Hey there Devvers! Long time, no see! I have been on vacation for the past while and thought I would return with my first open sourced project, Slither. Slither is a basic anonymizing framework for adding elite, https, anonymous proxy IPs and pseudo-random User Agents to your web scraping and/or pen-testing projects! Finally up and running and based heavily on the Bye Bye 403 series that I've been writing, Slither is my first foray into OSS and something I deeply care about and hope folks find useful!
The GitHub repo can be found here and I really hope you all enjoy it! A lot of requests and questions have come from around the web about this topic and how to make it easier to avoid the dreaded 403 (or worse, 503) when you're trying to scrape and/or aggregate data! The framework is dead simple and supports concurrent scraping as well as parallel processes.
Whenever an instance of the Slither class is declared, a list of IPs and User-Agents are pulled from proxy sites around the web and assigned to the Slither().ip
and Slither().ua
variables. Simple plug those two variables into your project's headers and your off and running!

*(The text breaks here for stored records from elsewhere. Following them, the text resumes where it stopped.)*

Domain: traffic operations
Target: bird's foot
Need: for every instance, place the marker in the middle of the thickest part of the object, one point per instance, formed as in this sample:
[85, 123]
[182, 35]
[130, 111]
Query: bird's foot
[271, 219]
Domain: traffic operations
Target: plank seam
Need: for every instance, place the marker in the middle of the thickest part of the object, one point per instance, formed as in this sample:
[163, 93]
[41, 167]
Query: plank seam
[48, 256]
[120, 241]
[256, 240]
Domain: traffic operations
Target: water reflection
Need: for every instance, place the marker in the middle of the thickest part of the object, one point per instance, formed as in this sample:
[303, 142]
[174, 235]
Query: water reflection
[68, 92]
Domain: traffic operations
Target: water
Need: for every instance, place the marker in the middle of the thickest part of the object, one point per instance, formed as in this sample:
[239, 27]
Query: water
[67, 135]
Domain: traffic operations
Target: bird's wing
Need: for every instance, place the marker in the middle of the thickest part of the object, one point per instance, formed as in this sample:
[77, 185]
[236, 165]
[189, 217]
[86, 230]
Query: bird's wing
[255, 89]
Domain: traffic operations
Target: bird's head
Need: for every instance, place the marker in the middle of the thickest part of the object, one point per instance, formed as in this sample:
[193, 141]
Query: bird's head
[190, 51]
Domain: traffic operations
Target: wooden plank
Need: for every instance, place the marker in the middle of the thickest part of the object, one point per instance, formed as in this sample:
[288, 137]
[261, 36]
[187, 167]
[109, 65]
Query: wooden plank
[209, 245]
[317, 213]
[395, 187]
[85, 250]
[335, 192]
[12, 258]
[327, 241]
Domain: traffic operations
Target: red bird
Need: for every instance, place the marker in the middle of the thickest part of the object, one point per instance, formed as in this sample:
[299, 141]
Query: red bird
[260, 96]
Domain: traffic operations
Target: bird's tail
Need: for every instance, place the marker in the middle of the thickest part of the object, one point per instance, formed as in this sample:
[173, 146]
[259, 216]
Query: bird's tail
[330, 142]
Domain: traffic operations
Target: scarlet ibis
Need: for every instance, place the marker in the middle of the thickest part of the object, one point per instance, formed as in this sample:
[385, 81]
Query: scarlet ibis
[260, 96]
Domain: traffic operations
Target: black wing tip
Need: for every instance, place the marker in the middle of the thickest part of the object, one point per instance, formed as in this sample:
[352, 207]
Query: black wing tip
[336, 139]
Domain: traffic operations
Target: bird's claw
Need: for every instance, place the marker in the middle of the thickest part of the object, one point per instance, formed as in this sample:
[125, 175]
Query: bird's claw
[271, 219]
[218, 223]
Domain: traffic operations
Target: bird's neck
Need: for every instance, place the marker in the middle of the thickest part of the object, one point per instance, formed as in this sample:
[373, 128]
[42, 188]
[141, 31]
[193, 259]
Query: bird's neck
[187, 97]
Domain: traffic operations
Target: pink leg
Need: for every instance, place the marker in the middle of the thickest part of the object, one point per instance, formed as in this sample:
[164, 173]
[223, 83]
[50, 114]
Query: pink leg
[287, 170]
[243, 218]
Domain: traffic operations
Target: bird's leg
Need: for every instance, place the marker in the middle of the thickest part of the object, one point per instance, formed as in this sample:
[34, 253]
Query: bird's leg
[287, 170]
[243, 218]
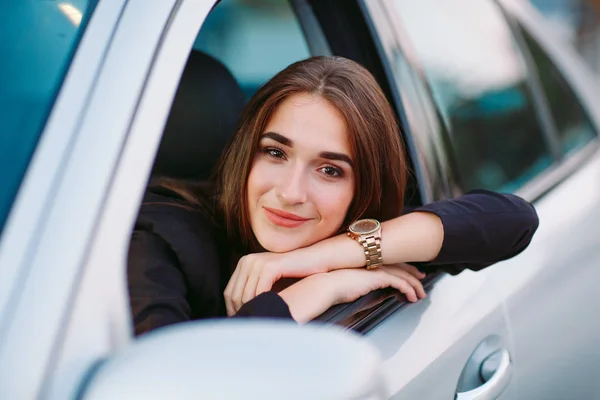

I really hope this helps some newcomers to web scraping and the emerging field of collecting data for data scientists and ML engineers to use! Please give it a try and leave a comment here or on the repo. Be gentle as this is my first OSS project despite years of working in software 😝. Enjoy and happy scraping!
Great! Yet another tool to train my IP blacklisting app with app with. Machine learning model against spam generator... Perfect!